São cenários que podem agravar situações de repressão, como a Ditadura Militar pela qual passou o país, e que tornam mais dificultosa a superação, pois amplia a sensação de “impotência”, a distância entre os direitos e sua efetivação. No entanto, por outro lado, também são cenários de contestação e que se forem devidamente aproveitados podem fomentar mudanças na forma de ver o mundo e modificar as relações sociais.

2.2 A Cidadania e suas promessas: novos contratos de convivência.

Sabe-se que na Modernidade o Direto teve um importante papel ao justificar e legitimar a existência dos Estados modernos e do poder soberano, especialmente a partir das teorias contratualistas de Hobbes, Rousseau e de Locke.

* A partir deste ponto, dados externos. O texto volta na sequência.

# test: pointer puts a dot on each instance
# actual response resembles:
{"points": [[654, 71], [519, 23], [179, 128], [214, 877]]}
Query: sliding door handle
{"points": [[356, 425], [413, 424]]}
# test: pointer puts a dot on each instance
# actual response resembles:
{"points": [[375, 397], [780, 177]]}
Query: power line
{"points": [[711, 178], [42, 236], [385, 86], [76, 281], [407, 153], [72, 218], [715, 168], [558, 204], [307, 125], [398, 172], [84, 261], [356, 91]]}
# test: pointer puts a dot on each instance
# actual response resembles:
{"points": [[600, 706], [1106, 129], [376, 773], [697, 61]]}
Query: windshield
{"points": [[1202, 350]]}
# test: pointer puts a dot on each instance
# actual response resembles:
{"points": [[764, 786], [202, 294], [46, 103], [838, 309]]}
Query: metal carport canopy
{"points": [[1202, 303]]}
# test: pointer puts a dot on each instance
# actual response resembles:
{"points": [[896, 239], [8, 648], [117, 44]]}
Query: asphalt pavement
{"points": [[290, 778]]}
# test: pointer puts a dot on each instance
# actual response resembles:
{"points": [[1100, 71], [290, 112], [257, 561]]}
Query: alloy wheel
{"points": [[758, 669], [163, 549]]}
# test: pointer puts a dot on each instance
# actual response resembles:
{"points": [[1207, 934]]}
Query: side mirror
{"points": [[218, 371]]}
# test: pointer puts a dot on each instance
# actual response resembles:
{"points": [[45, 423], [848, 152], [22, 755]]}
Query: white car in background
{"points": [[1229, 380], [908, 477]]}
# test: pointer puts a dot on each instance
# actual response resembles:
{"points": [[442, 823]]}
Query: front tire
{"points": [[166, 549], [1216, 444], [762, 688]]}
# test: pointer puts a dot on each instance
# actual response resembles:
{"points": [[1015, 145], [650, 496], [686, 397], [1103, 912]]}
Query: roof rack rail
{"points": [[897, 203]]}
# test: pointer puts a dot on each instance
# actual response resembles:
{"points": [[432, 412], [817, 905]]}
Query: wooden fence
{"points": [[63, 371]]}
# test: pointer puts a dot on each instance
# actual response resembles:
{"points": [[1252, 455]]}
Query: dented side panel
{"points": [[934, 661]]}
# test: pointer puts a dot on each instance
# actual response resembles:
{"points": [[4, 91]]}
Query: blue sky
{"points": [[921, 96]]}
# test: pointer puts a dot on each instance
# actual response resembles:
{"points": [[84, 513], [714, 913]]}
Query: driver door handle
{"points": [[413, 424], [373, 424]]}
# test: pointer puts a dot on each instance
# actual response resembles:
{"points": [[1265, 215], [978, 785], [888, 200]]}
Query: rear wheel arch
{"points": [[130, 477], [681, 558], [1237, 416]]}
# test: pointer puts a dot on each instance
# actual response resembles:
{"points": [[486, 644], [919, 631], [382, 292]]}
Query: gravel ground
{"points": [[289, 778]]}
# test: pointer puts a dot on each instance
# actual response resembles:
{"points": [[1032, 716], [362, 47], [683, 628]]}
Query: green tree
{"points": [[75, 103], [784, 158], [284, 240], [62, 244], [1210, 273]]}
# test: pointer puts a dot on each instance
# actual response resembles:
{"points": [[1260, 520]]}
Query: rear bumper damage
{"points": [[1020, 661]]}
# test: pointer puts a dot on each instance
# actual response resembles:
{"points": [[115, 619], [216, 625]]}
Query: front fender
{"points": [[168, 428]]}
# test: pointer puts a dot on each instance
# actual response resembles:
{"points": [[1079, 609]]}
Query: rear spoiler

Para isso, o Direito precisou aderir à cientificidade positivista.

Nesse sentido, ganhou espaço a proposta normativista de Hans Kelsen e a sua “teoria pura do direito”, a qual reforça a ideia de um Direito puro, hermético, composto apenas da lei escrita, dada pelo Estado ordenador e organizador das relações intersubjetivas, como anota Bittar (2009, p. 185):

‘“[…] a máxima idealização sistêmica do direito, organizado a partir de parâmetros contidos na ideia de validade, pois, enfim, norma válida será aquela definida como expedida pela autoridade competente, dentro da forma procedimental prevista e publicada de acordo com os parâmetros legais superiores a ela”.

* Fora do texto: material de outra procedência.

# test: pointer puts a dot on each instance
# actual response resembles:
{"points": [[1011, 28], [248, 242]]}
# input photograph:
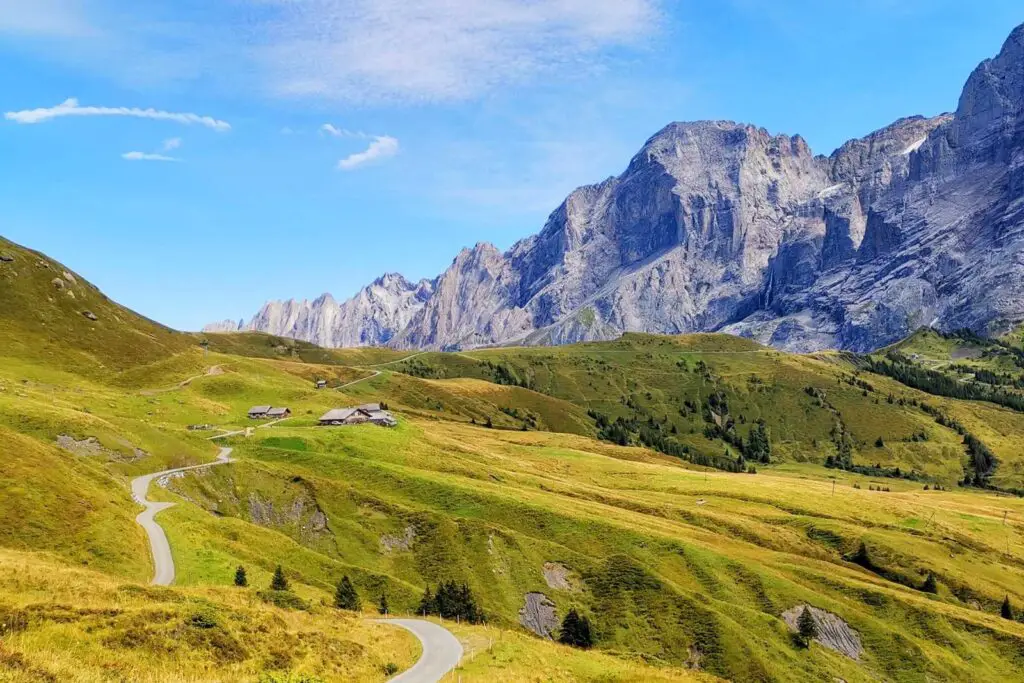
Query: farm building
{"points": [[358, 415], [258, 412]]}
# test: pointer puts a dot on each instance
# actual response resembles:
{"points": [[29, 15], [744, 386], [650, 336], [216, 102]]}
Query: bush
{"points": [[576, 631], [279, 583], [284, 599], [345, 596], [807, 628]]}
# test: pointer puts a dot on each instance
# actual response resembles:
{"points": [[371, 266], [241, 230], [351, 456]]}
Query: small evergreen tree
{"points": [[807, 628], [861, 557], [427, 604], [345, 596], [279, 583], [576, 631]]}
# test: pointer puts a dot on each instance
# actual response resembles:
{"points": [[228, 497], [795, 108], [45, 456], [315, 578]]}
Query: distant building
{"points": [[258, 412], [354, 416]]}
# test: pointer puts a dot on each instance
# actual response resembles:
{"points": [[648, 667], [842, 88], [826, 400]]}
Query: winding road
{"points": [[441, 650], [162, 561]]}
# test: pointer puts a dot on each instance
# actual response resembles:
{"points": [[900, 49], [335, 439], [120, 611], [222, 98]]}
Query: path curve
{"points": [[162, 561], [441, 650]]}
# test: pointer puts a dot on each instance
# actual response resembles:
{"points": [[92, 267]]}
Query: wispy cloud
{"points": [[437, 50], [383, 146], [71, 108], [334, 131], [364, 51], [170, 144], [144, 156]]}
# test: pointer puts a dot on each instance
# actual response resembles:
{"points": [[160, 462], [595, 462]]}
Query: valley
{"points": [[685, 494]]}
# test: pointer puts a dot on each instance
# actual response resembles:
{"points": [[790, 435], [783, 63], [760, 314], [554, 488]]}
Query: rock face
{"points": [[723, 226], [538, 614], [372, 317], [834, 633]]}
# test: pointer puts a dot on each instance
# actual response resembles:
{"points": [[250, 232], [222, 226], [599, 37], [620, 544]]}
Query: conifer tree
{"points": [[345, 596], [806, 627], [279, 583], [576, 631], [427, 604]]}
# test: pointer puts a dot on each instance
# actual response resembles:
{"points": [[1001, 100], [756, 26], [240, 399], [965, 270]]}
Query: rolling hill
{"points": [[601, 476]]}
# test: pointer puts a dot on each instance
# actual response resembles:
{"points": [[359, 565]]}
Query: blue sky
{"points": [[203, 181]]}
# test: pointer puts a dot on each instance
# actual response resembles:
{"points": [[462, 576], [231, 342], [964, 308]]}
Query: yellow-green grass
{"points": [[666, 557], [652, 378], [46, 322], [62, 624]]}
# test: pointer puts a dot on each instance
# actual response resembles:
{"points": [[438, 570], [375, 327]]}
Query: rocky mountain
{"points": [[372, 317], [719, 225]]}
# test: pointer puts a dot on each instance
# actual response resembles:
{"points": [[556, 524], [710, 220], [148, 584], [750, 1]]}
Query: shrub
{"points": [[576, 631], [345, 596], [279, 583]]}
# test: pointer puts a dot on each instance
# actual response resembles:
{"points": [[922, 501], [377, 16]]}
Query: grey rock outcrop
{"points": [[723, 226], [538, 614], [834, 633]]}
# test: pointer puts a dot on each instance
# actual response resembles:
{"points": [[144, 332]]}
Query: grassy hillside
{"points": [[595, 474]]}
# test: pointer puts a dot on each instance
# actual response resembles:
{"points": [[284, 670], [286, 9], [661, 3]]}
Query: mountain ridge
{"points": [[716, 225]]}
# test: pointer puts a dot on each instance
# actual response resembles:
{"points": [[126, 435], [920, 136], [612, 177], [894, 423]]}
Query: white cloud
{"points": [[364, 51], [382, 147], [144, 156], [72, 108], [433, 50], [334, 131]]}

Feita essa consideração, Bittar (2009, p. 212) afirma que no contexto da crise estabelecida, “a transição paradigmática produz um estado de coisas capaz de gerar a fragilidade do sistema jurídico”, configurando-se em uma crise pós-moderna de eficácia, capaz de reduzir o projeto do Estado de Direito em absoluto desuso, pois incapaz de cumprir com sua principal meta de “pacificação do convívio social e de mediação regulamentada dos interesses sociais”.

Conforme destaca Abreu (2011, p. 231-232), essa leitura é reforçada por Santos, para o qual a realidade atual demonstra que as promessas modernas de liberdade, igualdade e fraternidade estão muito longe de serem cumpridas, apesar de todos os avanços tecnológicos e científicos frutos da mesma Modernidade. Com isso, as diversas ideologias capitalistas, socialistas, liberais, neoliberais, marxistas, sem respostas adequadas, estão em profunda crise.

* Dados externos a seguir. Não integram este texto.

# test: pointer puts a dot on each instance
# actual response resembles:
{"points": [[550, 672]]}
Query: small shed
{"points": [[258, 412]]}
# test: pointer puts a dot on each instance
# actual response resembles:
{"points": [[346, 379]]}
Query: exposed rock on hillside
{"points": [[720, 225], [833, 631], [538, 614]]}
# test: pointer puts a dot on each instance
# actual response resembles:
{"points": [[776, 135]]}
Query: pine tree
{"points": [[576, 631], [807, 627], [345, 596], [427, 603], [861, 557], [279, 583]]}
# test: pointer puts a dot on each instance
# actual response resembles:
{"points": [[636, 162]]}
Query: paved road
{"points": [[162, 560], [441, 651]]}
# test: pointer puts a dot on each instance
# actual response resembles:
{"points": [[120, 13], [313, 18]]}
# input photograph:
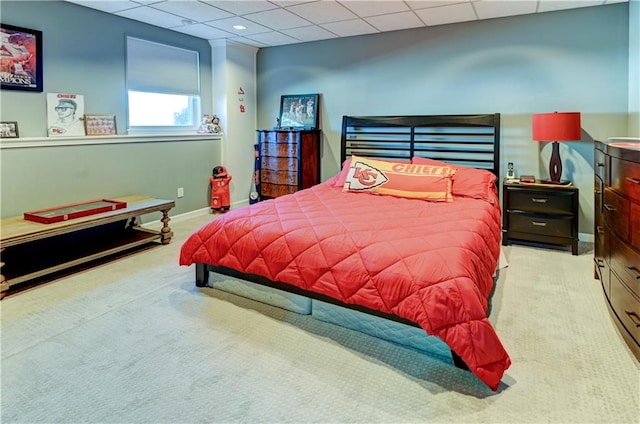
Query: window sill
{"points": [[12, 143]]}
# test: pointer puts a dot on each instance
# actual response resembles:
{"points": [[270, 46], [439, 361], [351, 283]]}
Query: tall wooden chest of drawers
{"points": [[289, 161], [617, 235]]}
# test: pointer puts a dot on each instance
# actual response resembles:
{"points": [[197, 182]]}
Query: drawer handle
{"points": [[634, 272], [634, 317]]}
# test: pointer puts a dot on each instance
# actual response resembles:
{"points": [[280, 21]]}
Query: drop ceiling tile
{"points": [[441, 15], [152, 16], [273, 38], [374, 8], [323, 12], [203, 31], [309, 33], [107, 6], [424, 4], [278, 19], [349, 28], [550, 5], [194, 10], [395, 21], [287, 3], [227, 25], [488, 9], [241, 7]]}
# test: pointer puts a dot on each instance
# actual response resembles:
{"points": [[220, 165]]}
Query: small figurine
{"points": [[220, 196]]}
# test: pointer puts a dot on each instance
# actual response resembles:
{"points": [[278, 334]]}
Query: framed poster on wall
{"points": [[20, 59]]}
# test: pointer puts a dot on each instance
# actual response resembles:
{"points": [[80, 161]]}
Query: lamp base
{"points": [[551, 182]]}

Portanto, necessário pensar na proposta de Direito que possa fornecer as respostas necessárias a esse momento de transição. Pensar um Direito que atenda as expectativas de uma Cidadania que igualmente busca o seu lugar no novo cenário.

Como já anotado, a Cidadania, mais do que uma dimensão política, assume feição história, concreta, balizada pelas lutas sociais. Ou seja, não se trata de uma concessão, um presente, mas, sim, de uma conquista: ser Cidadão é estar presente no mundo de forma ativa. Aquino ressalta que “Não é possível elaborar os significados da Cidadania no decorrer do tempo dissociado da fecundidade que nasce a partir das relações humanas, nas vivências intencionais, as quais se (des)encontram no cotidiano” (AQUINO, 2014, p. 107).

Portanto, é nítida a importância que o direito de Acesso à justiça tem em tal cenário, fortalecendo a Democracia. Não somente por meio do acesso aos tribunais, ao direito de petição que têm relevância na defesa dos direitos. Mas, inclusive, por meio de acesso a uma justiça mais próxima, integrada em suas realidades, portadora de instrumentos que efetivem uma vida melhor para todos.

A Cidadania na Modernidade vai se configurar a partir do surgimento do Estado Moderno, marcada, num primeiro momento, pelo Liberalismo político-econômico e, num segundo momento, pela atuação do Estado Social. Além disso, vai se concretizar a partir da ideia de Democracia Representativa, imposta pelo Estado Liberal (ANDRADE, 1998, p. 121)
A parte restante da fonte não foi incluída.